Member Since: Mar 2017
Location: Kentucky
Posts: 3,273
I went as a silent white male, to show the other white males of the world that we can be silent and listen. I made no noise during the entire thing. Im sure I'm in the local news, because I was less than 10' behind the podium and could see the cameras clearly most of the time. I kept my hands in the dhyana mudra(see attached) most of the time, hoping for, and actually finding, some enlightenment while there. Someone got very rude with me, thinking I was miming showing my genitals, but another person stepped in quickly and corrected them. They apologized, and I bowed to them, remaining silent. At that point I stopped the mudra, so I didn't cause more confusion. I pointed at myself, and covered my lips like the hushing sign. I then pointed at her and opened my mouth and raised my arms, in a silent scream, then pointed back to myself with the hushing sign again then cupped around my ears like I was listening long distance. She hugged me and stood nearby, but not with me the remainder of the time.
It was so beautiful to see all this.
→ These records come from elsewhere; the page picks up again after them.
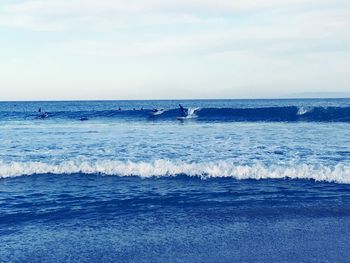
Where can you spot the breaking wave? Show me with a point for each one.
(268, 114)
(164, 168)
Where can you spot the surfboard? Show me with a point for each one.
(158, 112)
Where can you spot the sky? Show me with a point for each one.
(167, 49)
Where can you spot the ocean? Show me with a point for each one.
(130, 181)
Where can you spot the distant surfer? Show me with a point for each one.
(182, 110)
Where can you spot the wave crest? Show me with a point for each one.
(221, 169)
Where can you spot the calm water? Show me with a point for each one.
(235, 180)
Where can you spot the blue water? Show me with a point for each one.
(235, 181)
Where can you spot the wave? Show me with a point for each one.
(165, 168)
(267, 114)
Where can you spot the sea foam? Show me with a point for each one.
(164, 168)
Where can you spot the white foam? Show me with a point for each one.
(303, 111)
(221, 169)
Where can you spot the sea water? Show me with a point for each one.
(122, 181)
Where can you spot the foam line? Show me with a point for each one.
(221, 169)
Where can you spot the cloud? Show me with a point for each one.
(67, 14)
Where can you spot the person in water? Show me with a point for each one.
(182, 110)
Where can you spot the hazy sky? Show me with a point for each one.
(149, 49)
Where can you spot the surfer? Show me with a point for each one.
(182, 110)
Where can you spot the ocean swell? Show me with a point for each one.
(165, 168)
(267, 114)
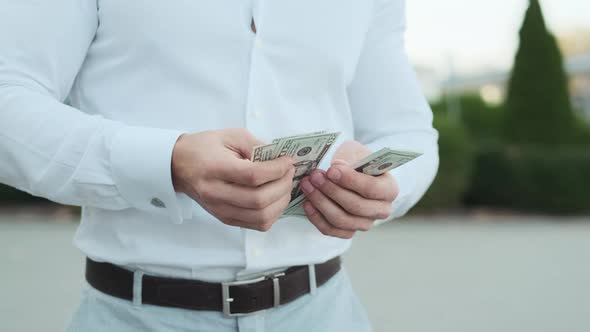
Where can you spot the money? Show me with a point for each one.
(306, 150)
(376, 164)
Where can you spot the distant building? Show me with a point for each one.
(492, 85)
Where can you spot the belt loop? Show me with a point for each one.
(312, 280)
(137, 287)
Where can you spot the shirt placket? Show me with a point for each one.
(253, 240)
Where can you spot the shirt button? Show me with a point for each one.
(258, 43)
(158, 203)
(257, 252)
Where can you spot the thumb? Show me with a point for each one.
(241, 141)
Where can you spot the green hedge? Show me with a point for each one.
(456, 158)
(532, 178)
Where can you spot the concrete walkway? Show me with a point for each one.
(417, 275)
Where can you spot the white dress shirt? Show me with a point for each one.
(139, 73)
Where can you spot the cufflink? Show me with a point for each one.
(158, 203)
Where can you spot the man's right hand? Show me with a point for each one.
(215, 170)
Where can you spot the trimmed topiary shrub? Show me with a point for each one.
(456, 159)
(532, 178)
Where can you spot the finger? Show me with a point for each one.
(241, 141)
(381, 187)
(258, 219)
(350, 201)
(332, 212)
(251, 174)
(247, 197)
(316, 218)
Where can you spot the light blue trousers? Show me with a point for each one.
(334, 307)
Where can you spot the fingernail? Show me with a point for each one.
(307, 187)
(308, 208)
(318, 179)
(334, 174)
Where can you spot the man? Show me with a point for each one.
(172, 206)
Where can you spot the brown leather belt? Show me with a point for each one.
(232, 298)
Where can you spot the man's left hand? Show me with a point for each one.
(342, 201)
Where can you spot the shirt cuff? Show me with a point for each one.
(141, 161)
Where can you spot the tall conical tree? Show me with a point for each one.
(538, 108)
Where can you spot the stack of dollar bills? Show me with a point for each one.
(308, 150)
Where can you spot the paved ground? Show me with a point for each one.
(442, 274)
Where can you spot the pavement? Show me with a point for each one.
(419, 274)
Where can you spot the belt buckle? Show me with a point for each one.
(227, 300)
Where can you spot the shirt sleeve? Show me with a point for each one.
(388, 107)
(55, 151)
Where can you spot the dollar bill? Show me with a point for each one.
(376, 164)
(277, 140)
(383, 161)
(307, 151)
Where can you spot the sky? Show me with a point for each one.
(472, 36)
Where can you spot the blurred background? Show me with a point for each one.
(501, 242)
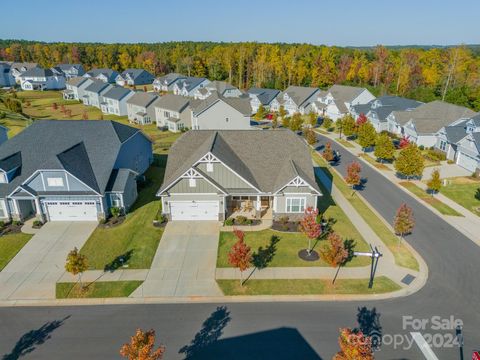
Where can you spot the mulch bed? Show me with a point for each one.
(291, 226)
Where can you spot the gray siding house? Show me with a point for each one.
(213, 175)
(71, 170)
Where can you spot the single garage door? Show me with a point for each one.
(71, 210)
(467, 162)
(194, 210)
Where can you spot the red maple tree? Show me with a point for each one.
(240, 255)
(310, 227)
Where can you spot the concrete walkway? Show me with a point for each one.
(34, 271)
(185, 261)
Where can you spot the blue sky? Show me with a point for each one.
(333, 22)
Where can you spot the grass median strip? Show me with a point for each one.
(403, 256)
(381, 285)
(100, 289)
(10, 245)
(431, 200)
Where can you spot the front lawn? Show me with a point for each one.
(422, 194)
(403, 256)
(463, 190)
(100, 289)
(381, 285)
(10, 245)
(136, 239)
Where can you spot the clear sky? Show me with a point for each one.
(333, 22)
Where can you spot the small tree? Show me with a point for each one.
(310, 136)
(335, 254)
(349, 126)
(141, 347)
(366, 135)
(240, 255)
(353, 175)
(410, 162)
(435, 182)
(310, 228)
(384, 148)
(404, 222)
(328, 152)
(354, 345)
(76, 264)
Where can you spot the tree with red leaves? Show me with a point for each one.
(240, 255)
(353, 175)
(354, 345)
(404, 221)
(328, 152)
(141, 347)
(310, 228)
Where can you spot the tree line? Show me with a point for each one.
(425, 74)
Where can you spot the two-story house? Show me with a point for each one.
(41, 79)
(140, 109)
(114, 101)
(71, 170)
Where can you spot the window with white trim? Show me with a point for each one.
(295, 205)
(57, 182)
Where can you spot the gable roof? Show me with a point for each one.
(254, 155)
(86, 148)
(142, 99)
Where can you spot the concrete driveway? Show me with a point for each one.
(33, 272)
(185, 262)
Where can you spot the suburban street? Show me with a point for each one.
(301, 330)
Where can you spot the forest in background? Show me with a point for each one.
(421, 73)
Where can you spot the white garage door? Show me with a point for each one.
(190, 210)
(71, 210)
(467, 162)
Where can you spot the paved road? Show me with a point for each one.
(282, 330)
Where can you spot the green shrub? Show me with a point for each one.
(229, 222)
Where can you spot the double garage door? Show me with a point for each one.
(194, 210)
(71, 210)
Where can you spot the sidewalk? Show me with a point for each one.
(466, 224)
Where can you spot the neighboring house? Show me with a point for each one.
(105, 75)
(220, 113)
(115, 101)
(134, 77)
(188, 85)
(92, 95)
(260, 96)
(377, 110)
(18, 69)
(75, 87)
(140, 108)
(213, 175)
(296, 99)
(421, 124)
(69, 70)
(77, 175)
(222, 88)
(173, 112)
(41, 79)
(165, 83)
(340, 98)
(6, 76)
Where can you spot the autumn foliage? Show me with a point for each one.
(141, 347)
(354, 345)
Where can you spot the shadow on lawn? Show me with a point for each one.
(30, 340)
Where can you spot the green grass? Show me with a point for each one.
(403, 256)
(434, 202)
(463, 191)
(381, 285)
(101, 289)
(10, 245)
(136, 238)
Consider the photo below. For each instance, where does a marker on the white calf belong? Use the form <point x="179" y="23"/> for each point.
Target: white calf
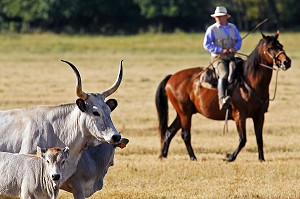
<point x="32" y="176"/>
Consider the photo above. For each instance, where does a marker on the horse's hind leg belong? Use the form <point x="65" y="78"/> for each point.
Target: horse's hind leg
<point x="171" y="131"/>
<point x="186" y="135"/>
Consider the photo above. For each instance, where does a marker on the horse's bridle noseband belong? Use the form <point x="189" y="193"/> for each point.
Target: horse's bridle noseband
<point x="275" y="57"/>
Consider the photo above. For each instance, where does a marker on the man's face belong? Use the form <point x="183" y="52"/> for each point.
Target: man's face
<point x="222" y="19"/>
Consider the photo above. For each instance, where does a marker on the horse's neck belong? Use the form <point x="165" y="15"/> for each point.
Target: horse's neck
<point x="258" y="76"/>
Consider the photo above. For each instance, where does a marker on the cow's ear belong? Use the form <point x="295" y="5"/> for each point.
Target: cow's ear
<point x="81" y="104"/>
<point x="40" y="151"/>
<point x="66" y="150"/>
<point x="112" y="103"/>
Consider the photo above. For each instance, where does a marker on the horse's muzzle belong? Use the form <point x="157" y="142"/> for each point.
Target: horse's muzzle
<point x="285" y="64"/>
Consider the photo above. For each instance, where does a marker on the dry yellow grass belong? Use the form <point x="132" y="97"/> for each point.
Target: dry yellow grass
<point x="31" y="74"/>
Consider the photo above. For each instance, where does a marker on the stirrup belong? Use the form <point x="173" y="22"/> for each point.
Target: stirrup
<point x="224" y="102"/>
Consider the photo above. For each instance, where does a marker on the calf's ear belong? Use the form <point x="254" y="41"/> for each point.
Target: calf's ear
<point x="40" y="151"/>
<point x="112" y="103"/>
<point x="81" y="104"/>
<point x="66" y="150"/>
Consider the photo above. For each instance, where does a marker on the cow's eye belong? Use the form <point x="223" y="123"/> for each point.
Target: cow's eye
<point x="96" y="113"/>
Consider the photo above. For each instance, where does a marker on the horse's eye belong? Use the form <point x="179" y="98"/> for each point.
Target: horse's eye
<point x="96" y="113"/>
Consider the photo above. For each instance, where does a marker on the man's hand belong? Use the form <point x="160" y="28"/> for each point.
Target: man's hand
<point x="227" y="51"/>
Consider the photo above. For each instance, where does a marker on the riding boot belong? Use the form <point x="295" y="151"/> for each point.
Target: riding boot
<point x="231" y="68"/>
<point x="224" y="100"/>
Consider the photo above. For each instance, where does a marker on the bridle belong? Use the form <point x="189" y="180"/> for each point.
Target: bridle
<point x="274" y="59"/>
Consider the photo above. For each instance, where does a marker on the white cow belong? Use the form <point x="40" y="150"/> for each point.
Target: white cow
<point x="91" y="169"/>
<point x="73" y="125"/>
<point x="32" y="176"/>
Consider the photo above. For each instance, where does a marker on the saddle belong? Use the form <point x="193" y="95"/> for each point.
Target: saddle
<point x="209" y="79"/>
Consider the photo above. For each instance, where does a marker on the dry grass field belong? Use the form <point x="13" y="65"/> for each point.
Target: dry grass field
<point x="31" y="73"/>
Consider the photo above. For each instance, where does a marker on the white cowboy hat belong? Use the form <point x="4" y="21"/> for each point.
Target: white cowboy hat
<point x="220" y="11"/>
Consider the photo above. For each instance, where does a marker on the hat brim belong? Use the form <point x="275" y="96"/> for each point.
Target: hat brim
<point x="220" y="14"/>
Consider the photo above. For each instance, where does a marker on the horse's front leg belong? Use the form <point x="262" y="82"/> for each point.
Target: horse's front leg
<point x="258" y="127"/>
<point x="186" y="135"/>
<point x="241" y="128"/>
<point x="171" y="131"/>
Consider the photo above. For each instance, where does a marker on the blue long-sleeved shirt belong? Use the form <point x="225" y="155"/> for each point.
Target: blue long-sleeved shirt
<point x="208" y="42"/>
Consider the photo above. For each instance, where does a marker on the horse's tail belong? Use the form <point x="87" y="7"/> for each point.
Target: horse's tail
<point x="161" y="102"/>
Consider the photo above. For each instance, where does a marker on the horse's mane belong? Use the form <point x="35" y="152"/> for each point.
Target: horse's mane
<point x="253" y="60"/>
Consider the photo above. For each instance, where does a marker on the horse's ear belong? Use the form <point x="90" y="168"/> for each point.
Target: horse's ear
<point x="264" y="36"/>
<point x="276" y="35"/>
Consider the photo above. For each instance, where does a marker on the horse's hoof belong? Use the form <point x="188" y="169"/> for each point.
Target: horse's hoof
<point x="193" y="158"/>
<point x="229" y="158"/>
<point x="262" y="160"/>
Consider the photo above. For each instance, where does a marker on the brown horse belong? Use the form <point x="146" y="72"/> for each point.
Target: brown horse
<point x="250" y="97"/>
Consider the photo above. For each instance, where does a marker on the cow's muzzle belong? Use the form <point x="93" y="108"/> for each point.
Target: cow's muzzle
<point x="55" y="177"/>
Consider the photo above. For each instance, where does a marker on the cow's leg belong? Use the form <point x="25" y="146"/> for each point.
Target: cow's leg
<point x="258" y="127"/>
<point x="186" y="134"/>
<point x="78" y="189"/>
<point x="171" y="131"/>
<point x="241" y="128"/>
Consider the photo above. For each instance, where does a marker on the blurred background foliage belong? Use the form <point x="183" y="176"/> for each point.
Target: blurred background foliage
<point x="137" y="16"/>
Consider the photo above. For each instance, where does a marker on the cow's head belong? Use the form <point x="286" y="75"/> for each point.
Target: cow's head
<point x="98" y="121"/>
<point x="54" y="159"/>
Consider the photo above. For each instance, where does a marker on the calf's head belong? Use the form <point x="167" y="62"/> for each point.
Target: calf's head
<point x="55" y="159"/>
<point x="97" y="112"/>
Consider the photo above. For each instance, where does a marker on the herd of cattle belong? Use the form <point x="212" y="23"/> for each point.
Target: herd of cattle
<point x="69" y="146"/>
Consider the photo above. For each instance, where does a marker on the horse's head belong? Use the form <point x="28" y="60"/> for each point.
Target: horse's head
<point x="274" y="53"/>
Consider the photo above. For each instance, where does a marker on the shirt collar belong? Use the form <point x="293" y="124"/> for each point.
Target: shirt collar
<point x="220" y="26"/>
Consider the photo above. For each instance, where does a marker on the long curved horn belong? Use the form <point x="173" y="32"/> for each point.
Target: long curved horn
<point x="116" y="85"/>
<point x="79" y="91"/>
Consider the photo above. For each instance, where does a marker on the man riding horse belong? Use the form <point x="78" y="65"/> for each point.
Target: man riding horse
<point x="222" y="40"/>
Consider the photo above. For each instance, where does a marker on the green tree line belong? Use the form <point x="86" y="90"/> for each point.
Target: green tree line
<point x="134" y="16"/>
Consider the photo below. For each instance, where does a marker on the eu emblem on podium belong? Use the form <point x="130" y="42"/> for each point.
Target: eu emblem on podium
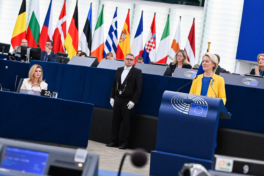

I cried the whole way back to my parents' house and am doing it again. It didn't incite me at all, as I already supported most of what was going on there, but it did make me feel like people can be realistically organized. There were around 1500 people.
I said most. Before anyone gets angry read this. There's a retired Navy pilot running for office with a team there getting signatures and giving out stickers. Someone asked them about sorties. I heard the end of the number, --teen. It doesn't matter if it's a male or female, they are a murderer in my opinion and belief. Not my vote.